10  Automated, iterative forecasting

In the third forecast generation assignment, you will be automating the submission of your forecast. By running your forecast code each day, you will be updating your model with the latest data, which is a simple form of data assimilation.

Automation tutorial

You will be generating forecasts of water temperature at NEON aquatics sites.

10.1 Key concepts

GitHub Actions is used to execute the forecast each day in the “cloud”. The “cloud” are small computers that are run somewhere in a Microsoft data center (Microsoft owns GitHub). You create a yaml file in the .github/workflows in your github repo that defines the time of day that your job is run, the environment (type of operating system and Docker container), and the steps in the job.

You will use Docker container (eco4cast/neon4cast-rocker) to ensure consistent computation environment each day. The Docker is based on a rocker container that already has R, Rstudio, and many common packages (e.g., tidyverse). It also contains packages that are specific to the NEON Forecasting Challenge.
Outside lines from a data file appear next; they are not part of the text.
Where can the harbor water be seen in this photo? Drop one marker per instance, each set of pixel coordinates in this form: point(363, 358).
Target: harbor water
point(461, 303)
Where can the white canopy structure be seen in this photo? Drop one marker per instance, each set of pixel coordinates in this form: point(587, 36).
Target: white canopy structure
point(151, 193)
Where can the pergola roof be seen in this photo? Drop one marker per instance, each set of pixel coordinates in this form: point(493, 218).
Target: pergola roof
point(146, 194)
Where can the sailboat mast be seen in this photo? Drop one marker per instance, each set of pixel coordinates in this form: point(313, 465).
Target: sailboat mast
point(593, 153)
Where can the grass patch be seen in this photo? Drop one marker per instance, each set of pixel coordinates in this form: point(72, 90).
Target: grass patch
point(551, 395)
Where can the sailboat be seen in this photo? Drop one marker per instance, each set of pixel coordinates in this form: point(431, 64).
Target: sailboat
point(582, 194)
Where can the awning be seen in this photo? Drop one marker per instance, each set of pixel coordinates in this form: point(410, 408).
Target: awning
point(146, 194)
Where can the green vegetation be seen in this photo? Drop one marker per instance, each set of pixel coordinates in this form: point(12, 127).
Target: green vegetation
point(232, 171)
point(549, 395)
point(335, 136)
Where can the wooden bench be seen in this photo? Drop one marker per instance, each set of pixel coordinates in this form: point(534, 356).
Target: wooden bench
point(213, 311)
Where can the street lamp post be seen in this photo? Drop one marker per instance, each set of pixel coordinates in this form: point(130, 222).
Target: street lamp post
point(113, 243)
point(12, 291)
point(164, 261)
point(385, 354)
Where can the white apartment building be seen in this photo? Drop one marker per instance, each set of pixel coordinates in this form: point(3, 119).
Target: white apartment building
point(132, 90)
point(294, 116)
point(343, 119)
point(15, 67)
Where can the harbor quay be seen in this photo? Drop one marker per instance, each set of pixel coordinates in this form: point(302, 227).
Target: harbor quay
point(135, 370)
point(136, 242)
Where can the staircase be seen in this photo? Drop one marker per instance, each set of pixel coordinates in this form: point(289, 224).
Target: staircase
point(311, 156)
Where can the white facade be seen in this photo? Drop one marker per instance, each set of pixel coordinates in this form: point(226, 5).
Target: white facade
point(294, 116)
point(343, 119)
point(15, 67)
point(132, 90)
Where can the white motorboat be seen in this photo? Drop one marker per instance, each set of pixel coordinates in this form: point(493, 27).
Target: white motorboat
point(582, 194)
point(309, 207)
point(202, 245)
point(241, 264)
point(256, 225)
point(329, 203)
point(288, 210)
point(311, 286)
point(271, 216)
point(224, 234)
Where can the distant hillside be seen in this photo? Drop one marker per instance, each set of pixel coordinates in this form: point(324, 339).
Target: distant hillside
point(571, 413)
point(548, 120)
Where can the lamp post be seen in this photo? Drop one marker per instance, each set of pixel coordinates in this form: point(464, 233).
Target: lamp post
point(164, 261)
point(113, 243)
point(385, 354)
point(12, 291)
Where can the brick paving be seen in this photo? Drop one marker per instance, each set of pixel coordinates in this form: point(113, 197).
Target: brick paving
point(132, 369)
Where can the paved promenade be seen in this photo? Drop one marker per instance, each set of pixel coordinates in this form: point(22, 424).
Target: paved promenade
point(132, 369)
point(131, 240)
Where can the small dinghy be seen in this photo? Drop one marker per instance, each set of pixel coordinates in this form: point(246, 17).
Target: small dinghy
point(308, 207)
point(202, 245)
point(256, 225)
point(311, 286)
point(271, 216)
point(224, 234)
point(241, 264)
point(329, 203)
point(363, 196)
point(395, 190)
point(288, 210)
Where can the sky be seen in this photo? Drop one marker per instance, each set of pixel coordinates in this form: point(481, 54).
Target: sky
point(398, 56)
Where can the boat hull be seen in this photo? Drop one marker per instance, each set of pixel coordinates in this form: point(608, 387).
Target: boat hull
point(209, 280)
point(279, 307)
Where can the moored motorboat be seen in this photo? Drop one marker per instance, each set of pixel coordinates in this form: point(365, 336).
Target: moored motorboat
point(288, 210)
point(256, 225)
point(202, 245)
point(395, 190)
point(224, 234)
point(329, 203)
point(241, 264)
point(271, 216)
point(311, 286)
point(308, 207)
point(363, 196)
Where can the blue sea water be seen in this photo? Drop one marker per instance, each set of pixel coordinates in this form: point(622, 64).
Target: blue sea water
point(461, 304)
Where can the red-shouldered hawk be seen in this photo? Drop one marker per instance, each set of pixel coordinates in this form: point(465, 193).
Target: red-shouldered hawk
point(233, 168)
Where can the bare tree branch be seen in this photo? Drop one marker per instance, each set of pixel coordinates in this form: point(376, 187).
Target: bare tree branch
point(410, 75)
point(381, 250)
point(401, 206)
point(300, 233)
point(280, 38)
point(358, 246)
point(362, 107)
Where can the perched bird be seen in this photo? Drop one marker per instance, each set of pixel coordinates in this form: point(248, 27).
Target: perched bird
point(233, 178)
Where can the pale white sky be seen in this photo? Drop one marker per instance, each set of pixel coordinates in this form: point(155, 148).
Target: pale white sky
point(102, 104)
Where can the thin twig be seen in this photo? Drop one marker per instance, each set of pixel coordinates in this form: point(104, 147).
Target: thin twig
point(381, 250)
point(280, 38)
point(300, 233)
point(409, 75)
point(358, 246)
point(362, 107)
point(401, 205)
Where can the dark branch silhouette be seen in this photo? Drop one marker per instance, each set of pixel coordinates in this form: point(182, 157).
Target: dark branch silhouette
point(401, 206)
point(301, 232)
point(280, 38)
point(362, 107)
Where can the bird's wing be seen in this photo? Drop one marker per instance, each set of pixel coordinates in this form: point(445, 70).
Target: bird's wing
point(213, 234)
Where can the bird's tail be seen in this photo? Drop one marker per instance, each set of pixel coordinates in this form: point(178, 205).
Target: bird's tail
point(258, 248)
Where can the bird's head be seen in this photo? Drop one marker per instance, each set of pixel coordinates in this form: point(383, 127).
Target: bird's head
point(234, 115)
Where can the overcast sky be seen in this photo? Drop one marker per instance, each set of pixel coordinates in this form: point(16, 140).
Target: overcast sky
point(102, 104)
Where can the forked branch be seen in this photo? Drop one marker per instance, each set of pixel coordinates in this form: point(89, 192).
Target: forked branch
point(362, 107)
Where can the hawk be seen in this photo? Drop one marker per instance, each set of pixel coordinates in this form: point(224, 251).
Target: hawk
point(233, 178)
Pulling data include the Docker container and export the results. Nothing persists in container after it finishes in GitHub Actions. You will use the neon4cast::stage2 and neon4cast::stage3 to read in the meteorology data. You will use read_csv and a weblink to read in the targets. You will export your forecasts using the neon4cast::submit function that uploads your forecast to the NEON Ecological Forecasting Challenge S3 submission bucket.

10.2 Docker Skills

Docker is tool that the activities in the book use for improving the reproduciblity and automation of data analysis and forecasting workflows. Below are the instructions for setting up and interacting with a Docker container (instructions are from Freya Olsson’s workshop)
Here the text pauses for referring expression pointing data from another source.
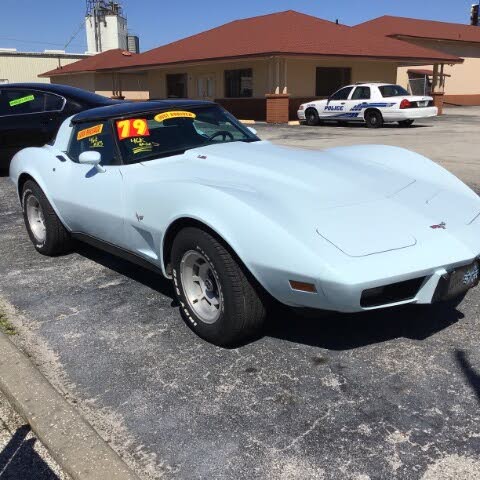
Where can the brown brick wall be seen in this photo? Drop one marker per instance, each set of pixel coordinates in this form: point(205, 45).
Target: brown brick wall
point(464, 100)
point(277, 108)
point(245, 108)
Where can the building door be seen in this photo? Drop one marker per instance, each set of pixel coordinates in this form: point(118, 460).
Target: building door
point(177, 85)
point(206, 87)
point(330, 79)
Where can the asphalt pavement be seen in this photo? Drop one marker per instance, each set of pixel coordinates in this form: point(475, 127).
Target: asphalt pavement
point(379, 395)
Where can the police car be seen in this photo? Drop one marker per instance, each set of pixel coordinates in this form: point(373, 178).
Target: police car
point(372, 103)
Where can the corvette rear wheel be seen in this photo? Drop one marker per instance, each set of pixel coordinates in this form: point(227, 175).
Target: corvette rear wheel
point(44, 228)
point(217, 299)
point(373, 119)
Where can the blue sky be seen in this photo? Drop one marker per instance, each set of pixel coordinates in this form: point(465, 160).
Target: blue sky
point(33, 25)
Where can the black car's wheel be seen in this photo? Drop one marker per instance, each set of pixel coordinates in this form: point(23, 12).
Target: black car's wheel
point(373, 119)
point(311, 117)
point(44, 228)
point(217, 299)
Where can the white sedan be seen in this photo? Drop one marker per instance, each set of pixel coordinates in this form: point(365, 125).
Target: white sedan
point(372, 103)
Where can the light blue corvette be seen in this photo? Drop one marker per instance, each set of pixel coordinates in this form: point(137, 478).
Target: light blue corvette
point(184, 188)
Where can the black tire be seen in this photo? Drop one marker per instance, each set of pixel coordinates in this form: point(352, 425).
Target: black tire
point(311, 117)
point(242, 311)
point(373, 119)
point(57, 239)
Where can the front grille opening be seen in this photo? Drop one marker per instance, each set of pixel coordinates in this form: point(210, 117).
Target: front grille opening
point(393, 293)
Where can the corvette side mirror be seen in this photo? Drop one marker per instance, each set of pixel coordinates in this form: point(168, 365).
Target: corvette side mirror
point(91, 158)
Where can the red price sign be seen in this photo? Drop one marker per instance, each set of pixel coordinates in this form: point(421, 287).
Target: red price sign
point(133, 127)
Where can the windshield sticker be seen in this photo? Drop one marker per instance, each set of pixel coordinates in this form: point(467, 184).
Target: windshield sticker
point(19, 101)
point(95, 142)
point(179, 114)
point(133, 127)
point(90, 132)
point(140, 145)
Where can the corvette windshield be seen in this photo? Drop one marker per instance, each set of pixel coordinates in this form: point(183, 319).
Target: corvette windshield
point(172, 132)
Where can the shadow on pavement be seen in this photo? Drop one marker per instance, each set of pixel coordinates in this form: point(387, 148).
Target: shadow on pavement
point(348, 331)
point(19, 460)
point(472, 376)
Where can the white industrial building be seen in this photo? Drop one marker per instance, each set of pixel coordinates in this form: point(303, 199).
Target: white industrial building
point(26, 66)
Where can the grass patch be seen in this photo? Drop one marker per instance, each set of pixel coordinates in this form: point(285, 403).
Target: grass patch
point(6, 326)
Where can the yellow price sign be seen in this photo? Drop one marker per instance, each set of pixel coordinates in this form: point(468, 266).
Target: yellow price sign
point(133, 127)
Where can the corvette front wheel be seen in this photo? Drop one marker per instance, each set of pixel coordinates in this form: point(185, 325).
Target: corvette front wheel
point(217, 299)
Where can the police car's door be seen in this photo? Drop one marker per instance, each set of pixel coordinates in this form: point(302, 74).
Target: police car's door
point(336, 106)
point(359, 98)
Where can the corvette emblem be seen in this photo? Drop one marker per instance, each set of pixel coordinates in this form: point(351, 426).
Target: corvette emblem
point(471, 277)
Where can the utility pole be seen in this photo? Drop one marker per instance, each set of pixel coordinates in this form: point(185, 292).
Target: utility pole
point(474, 14)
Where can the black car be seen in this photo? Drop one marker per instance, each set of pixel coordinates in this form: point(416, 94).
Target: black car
point(31, 113)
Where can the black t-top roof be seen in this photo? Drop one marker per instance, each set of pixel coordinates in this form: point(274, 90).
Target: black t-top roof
point(127, 109)
point(83, 96)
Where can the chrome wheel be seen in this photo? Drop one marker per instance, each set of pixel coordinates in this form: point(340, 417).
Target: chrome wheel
point(201, 286)
point(36, 219)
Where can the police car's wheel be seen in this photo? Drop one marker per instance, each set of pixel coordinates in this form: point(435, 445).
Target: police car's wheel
point(312, 118)
point(373, 119)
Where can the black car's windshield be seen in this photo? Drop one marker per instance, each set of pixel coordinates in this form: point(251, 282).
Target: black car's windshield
point(172, 132)
point(392, 91)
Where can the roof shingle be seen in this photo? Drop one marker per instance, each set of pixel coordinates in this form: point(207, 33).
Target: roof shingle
point(413, 27)
point(287, 32)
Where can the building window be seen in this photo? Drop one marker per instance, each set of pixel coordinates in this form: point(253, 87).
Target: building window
point(239, 83)
point(330, 79)
point(177, 85)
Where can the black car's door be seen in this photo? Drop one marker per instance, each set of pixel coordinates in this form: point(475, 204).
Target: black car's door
point(28, 118)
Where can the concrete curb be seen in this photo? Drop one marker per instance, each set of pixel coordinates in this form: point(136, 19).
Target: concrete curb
point(69, 438)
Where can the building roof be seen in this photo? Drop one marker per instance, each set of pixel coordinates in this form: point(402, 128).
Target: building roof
point(287, 32)
point(424, 71)
point(120, 58)
point(127, 109)
point(413, 27)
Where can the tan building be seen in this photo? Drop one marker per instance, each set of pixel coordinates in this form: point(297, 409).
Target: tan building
point(260, 67)
point(26, 66)
point(460, 81)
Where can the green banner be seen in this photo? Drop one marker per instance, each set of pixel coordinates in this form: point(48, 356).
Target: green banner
point(19, 101)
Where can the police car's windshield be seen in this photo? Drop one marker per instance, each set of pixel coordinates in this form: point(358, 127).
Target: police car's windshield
point(172, 132)
point(392, 91)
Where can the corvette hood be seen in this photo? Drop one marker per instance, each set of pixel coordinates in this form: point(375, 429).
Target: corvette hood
point(359, 205)
point(291, 173)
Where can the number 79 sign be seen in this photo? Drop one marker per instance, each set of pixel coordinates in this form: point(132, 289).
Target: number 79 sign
point(133, 127)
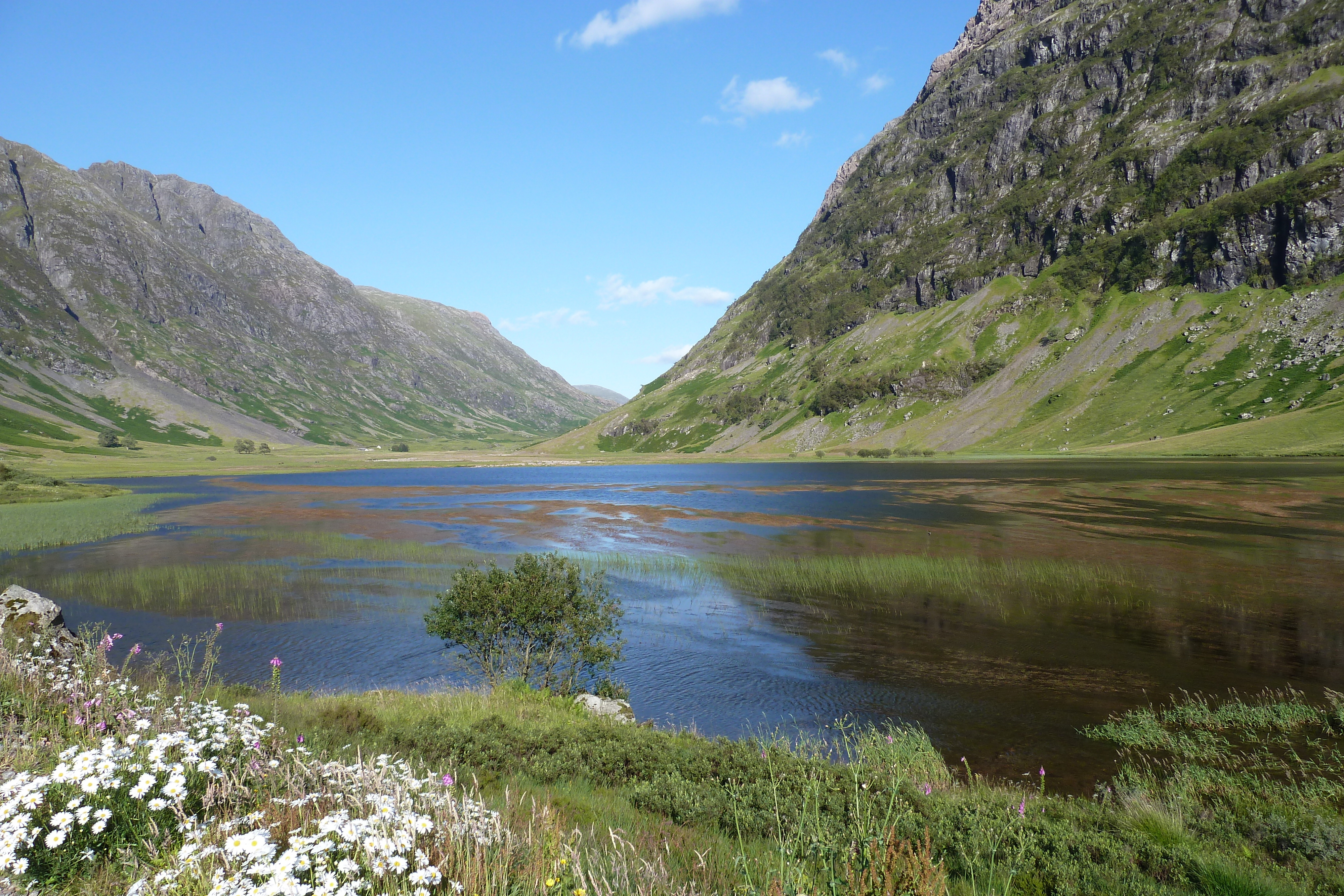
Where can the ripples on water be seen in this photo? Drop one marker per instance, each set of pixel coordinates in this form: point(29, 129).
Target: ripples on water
point(1038, 597)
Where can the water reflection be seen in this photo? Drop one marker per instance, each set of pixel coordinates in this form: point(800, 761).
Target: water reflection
point(1209, 575)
Go to https://docs.docker.com/get-docker/ to install the relevant install for your platform (available for PC, Mac and Linux). Also see https://docs.docker.com/desktop/.
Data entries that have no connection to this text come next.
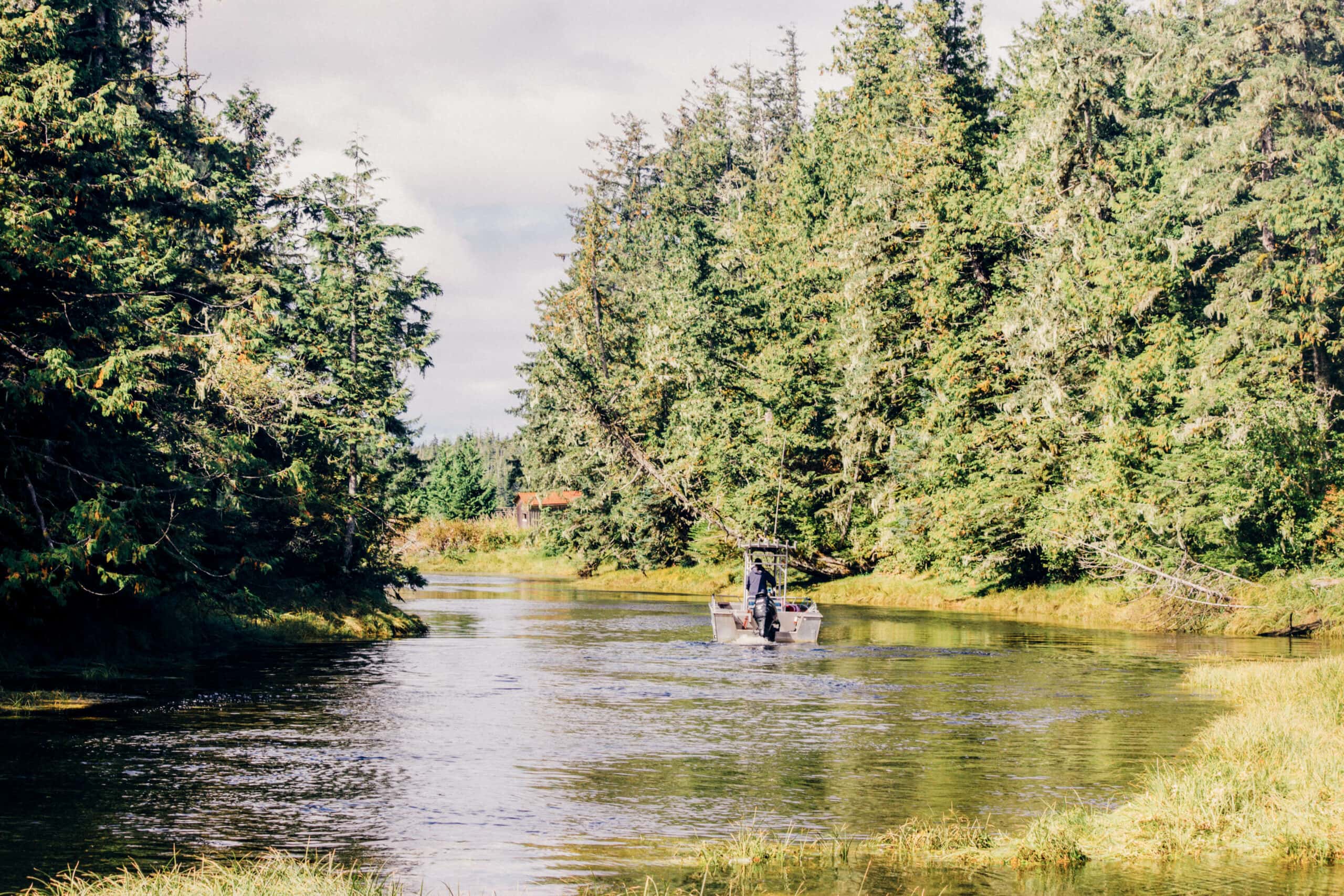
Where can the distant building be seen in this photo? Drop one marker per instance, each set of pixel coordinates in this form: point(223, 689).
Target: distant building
point(531, 505)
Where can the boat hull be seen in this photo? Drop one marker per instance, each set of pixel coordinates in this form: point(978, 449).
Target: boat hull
point(731, 625)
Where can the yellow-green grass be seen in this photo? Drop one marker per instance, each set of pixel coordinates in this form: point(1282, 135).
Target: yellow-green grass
point(750, 846)
point(308, 626)
point(1264, 781)
point(26, 702)
point(1275, 602)
point(270, 875)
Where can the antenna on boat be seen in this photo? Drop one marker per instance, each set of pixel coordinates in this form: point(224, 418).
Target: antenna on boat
point(779, 480)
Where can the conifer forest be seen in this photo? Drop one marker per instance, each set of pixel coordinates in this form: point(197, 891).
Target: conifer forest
point(967, 319)
point(909, 468)
point(944, 318)
point(203, 373)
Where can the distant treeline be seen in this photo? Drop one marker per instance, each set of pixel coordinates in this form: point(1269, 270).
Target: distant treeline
point(1093, 297)
point(471, 476)
point(202, 371)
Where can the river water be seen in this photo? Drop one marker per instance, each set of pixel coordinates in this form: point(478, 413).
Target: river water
point(539, 733)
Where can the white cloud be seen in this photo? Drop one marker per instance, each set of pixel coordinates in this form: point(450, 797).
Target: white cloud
point(478, 112)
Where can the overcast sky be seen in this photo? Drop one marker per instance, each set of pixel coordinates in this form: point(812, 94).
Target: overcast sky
point(478, 113)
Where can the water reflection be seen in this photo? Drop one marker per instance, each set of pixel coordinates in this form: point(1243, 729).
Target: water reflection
point(538, 729)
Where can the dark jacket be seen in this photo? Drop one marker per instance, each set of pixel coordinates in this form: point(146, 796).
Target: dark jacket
point(760, 581)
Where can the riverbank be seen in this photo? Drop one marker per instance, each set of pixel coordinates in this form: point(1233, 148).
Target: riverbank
point(1100, 605)
point(270, 875)
point(1260, 782)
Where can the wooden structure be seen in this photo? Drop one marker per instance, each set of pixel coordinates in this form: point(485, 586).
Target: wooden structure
point(531, 505)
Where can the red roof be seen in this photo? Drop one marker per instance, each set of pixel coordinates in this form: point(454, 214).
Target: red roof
point(549, 499)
NOTE: * If you’re running Windows, you will need WSL (Windows Subsystem for Linux) * If you’re running a Linux distribution, you may have to enable Viritualization on your computer (see here)

10.3 Running a docker container

  1. Launch Docker Desktop (either from the Command Line or by starting the GUI)
  2. At the command line run the following command which tells docker to run the container with the name eco4cast/rocker-neon4cast that has all the packages and libraries installed already. The PASSWORD=yourpassword sets a simple password that you will use to open the container. The -ti option starts both a terminal and an interactive session.
docker run --rm -ti -e PASSWORD=yourpassword -p 8787:8787 eco4cast/rocker-neon4cast

This can take a few minutes to download and install. It will be quicker the next time you launch it.

  1. Open up a web browser and navigate to http://localhost:8787/
  2. Enter the username: rstudio and password: yourpassword
  3. You should see a R Studio interface with all the packages etc. pre-installed and ready to go.

You can close this localhost window (and then come back to it) but if you close the container from Docker (turn off your computer etc.) any changes will be lost unless you push them to Github or exported to your local environment.

10.4 Reading

Thomas, R. Q., Boettiger, C., Carey, C. C., Dietze, M. C., Johnson, L. R., Kenney, M. A., et al. (2023). The NEON Ecological Forecasting Challenge. Frontiers in Ecology and the Environment, 21(3), 112–113. https://doi.org/10.1002/fee.2616

10.5 Assignment

Pre-assignment set up: Complete Chapter 9

  1. Convert your template markdown code to a .R script
  2. Update your repository to include the GitHub Action files
  3. Commit updated files to GitHub
  4. Provide instructor with link to GitHub repository that demonstrates multiple successful automated execution of forecasting code.

10.6 Module reference

Olsson, F., C. Boettiger, C.C. Carey, M.E. Lofton, and R.Q. Thomas. Can you predict the future? A tutorial for the National Ecological Observatory Network Ecological Forecasting Challenge. In review at Journal of Open Source Education.